И все так по-доброму сразу же перечисляют что-то конкретное, без раздумий. Вера-то — она в делах.

Особенно отец Евгений всегда стремился помочь тем, кто воцерковлялся уже во взрослом возрасте, не зная с детства Церкви. Он точно делился своим церковным детством с такими, как бы восполняя их пробелы. В него-то самого с малых лет родителями все духовное просто с лихвой вкладывалось — на всех хватает.

Отца Евгения и похоронили рядом с папой и мамой, рабами Божиими Вячеславом и Валентиной, на Николо-Архангельском кладбище.

Всю жизнь с молитвой

Он в свое время очень тяжело переживал расставание с родителями, когда они отошли в мир иной. Настолько они все в семье были едины — как сообщающиеся сосуды. Он весь тогда ушел в службу. Все более стал любить приписной к Елоховскому храм мученика Никиты на Старой Басманной улице.

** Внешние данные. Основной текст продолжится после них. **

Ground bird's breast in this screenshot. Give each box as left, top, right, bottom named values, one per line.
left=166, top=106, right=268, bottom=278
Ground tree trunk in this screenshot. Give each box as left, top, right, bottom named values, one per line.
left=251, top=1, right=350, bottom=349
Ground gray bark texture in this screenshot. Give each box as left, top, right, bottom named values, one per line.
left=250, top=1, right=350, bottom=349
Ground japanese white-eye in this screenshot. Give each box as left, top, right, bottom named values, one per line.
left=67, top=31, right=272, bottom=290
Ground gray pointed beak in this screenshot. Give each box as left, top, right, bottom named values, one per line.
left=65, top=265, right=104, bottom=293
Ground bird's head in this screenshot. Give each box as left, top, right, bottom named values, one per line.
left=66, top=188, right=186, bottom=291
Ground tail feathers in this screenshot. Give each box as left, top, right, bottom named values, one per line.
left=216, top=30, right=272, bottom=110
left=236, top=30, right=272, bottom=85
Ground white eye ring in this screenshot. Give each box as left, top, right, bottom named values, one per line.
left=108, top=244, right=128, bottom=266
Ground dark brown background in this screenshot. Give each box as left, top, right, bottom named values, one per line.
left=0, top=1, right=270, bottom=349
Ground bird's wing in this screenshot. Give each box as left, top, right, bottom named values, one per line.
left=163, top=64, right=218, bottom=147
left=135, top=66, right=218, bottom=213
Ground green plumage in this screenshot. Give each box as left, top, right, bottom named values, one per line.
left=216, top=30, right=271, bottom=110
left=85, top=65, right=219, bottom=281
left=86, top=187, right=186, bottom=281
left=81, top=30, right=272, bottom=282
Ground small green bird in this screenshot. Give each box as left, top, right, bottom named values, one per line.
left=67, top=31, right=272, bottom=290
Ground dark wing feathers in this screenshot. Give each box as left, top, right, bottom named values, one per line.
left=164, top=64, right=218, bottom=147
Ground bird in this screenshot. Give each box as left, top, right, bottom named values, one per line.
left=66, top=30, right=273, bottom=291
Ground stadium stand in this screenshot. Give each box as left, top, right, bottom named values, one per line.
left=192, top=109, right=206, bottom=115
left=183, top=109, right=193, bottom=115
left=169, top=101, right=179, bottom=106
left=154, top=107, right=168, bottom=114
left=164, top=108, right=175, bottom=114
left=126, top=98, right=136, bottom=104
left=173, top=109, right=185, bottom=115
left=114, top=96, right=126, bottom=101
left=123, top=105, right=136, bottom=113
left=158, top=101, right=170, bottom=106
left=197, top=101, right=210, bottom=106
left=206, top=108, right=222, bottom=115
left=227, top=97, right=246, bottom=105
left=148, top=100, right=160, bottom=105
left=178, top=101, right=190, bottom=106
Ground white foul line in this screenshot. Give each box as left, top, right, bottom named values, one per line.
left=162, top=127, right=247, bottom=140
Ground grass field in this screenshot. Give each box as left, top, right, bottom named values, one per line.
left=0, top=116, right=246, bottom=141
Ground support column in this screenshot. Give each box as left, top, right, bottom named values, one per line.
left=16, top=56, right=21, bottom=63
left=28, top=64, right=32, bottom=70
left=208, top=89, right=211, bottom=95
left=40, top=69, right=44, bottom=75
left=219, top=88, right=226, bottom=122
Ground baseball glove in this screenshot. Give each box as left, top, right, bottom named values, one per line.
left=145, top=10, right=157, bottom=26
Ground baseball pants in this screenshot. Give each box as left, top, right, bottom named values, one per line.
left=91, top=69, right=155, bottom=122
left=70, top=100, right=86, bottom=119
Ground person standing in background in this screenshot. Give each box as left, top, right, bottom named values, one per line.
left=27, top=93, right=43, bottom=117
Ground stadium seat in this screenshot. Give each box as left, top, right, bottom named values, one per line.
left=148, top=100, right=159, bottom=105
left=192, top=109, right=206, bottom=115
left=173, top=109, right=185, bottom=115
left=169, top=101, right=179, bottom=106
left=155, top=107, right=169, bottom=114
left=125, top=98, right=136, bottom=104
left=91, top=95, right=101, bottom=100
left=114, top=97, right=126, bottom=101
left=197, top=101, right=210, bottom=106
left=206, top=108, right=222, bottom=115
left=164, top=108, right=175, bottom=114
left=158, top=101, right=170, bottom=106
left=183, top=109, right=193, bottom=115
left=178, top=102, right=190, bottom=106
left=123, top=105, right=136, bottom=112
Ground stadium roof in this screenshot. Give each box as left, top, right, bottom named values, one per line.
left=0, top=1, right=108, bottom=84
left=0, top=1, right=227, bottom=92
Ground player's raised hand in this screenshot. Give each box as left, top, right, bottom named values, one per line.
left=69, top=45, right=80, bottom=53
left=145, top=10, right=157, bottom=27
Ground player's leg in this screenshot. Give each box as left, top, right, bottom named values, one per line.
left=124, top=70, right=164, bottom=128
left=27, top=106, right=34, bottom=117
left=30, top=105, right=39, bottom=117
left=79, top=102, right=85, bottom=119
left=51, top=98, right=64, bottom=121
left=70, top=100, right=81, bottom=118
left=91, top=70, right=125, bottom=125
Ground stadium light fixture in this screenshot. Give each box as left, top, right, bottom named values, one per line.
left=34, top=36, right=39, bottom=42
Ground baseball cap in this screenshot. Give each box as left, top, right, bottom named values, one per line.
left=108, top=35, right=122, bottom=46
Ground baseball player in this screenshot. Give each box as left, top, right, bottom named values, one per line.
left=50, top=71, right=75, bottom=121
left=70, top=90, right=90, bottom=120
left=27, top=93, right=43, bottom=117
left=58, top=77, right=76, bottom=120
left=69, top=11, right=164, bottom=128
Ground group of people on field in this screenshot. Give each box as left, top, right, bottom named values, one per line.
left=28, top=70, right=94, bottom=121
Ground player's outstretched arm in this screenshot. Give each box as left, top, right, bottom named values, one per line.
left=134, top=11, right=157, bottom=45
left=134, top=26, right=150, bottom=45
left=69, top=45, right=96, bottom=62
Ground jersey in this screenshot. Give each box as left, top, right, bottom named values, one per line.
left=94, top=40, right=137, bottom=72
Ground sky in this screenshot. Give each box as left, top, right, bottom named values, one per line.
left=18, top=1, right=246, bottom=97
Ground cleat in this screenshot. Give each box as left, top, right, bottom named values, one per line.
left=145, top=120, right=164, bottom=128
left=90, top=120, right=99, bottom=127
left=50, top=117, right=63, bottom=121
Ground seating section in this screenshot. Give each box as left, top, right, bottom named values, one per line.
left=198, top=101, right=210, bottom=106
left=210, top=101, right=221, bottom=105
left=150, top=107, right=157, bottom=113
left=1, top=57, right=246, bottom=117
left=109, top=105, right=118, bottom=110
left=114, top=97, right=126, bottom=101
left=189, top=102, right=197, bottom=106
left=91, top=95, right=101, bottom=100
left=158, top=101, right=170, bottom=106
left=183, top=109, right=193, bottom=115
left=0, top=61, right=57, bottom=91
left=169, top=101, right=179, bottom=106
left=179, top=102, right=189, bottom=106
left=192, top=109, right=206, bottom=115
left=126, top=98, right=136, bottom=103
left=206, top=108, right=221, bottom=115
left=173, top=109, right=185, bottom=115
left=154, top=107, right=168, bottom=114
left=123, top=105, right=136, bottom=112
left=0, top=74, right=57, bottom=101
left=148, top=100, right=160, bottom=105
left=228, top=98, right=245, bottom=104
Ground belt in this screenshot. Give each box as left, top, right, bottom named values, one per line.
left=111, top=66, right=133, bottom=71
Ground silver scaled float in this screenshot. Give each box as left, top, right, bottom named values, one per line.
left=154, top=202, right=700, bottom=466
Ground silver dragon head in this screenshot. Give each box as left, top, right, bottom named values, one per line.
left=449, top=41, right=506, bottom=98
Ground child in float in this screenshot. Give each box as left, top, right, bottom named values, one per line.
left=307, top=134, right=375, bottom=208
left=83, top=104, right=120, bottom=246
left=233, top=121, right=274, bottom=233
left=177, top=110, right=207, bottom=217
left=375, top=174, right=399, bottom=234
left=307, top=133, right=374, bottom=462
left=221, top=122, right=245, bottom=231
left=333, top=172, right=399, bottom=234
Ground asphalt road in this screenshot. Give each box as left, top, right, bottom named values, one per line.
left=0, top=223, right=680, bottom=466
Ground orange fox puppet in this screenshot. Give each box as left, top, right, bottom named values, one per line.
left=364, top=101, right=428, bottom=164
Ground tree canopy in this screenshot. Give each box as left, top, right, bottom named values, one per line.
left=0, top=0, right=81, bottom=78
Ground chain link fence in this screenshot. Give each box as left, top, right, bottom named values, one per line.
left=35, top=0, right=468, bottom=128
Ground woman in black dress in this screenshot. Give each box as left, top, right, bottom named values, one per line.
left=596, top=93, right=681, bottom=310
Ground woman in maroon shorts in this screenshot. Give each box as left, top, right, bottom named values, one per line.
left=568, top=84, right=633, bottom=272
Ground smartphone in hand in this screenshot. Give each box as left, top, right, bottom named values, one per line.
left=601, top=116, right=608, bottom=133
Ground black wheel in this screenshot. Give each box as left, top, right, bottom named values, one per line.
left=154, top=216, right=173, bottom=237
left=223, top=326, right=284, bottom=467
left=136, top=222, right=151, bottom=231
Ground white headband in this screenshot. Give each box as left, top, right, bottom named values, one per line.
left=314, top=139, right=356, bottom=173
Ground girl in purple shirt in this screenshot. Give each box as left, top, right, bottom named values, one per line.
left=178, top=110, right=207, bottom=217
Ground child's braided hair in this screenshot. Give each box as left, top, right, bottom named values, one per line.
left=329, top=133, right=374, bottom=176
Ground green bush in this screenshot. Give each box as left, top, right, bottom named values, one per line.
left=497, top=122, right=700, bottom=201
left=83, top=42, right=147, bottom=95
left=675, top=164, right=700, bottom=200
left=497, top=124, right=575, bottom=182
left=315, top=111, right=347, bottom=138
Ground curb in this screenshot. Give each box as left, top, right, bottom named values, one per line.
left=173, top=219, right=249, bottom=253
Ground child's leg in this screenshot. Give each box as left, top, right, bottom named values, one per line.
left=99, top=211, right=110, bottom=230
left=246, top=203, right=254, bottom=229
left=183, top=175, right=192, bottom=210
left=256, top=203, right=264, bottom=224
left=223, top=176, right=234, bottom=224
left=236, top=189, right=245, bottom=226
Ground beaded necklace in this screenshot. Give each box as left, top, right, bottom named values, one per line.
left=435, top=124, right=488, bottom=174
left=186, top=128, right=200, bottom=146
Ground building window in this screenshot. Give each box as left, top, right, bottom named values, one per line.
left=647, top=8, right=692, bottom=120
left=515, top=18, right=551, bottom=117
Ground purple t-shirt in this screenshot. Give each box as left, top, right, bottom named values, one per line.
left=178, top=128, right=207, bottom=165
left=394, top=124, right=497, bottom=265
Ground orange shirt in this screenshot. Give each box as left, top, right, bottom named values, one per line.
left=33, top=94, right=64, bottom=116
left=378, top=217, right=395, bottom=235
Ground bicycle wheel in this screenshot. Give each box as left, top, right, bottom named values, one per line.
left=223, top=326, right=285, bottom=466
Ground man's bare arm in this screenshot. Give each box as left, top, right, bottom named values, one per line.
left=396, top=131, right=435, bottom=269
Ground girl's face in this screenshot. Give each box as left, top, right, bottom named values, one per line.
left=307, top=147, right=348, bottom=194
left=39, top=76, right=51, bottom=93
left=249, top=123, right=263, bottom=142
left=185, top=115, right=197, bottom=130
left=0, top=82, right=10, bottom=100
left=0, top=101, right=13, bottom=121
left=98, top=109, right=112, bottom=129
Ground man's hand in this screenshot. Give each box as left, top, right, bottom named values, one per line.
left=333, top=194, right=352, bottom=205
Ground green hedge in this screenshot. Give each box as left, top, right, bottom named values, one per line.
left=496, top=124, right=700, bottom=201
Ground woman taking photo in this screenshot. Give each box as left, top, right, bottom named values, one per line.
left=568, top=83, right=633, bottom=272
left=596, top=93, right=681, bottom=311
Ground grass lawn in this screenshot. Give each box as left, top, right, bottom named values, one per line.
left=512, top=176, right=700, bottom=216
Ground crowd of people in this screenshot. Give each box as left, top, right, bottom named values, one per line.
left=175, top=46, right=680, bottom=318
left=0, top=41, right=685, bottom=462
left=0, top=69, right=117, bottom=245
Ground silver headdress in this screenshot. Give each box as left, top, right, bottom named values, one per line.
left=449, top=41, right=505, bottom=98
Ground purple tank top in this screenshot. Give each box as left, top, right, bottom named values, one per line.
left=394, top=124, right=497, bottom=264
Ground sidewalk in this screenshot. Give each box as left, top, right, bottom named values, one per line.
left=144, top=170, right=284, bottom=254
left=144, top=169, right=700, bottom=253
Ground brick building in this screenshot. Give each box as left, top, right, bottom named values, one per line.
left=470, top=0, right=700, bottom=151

Все-таки в большом, ранее кафедральном соборе, особенно во время каких-то ответственных Патриарших служб, испытываешь большое напряжение, все должно быть на подъеме. Не всегда удается сосредоточиться, самому обратиться внутрь себя. Больше думаешь о том, чтобы помочь всем многочисленным собравшимся проникнуться этой высотой и глубиной богослужения. Весь на пределе. Сложно тогда не утратить чувства внутренней тишины. А если этой торжественности уже слишком много, и так изо дня в день и всю жизнь, то, конечно, уже тянуло туда, где службы покамернее и попроще, где можно тихо помолиться самому.

Служил он часто. И вообще молитвы не оставлял. У него как сложился с детства навык молитвы, так он всю жизнь с молитвой и прожил.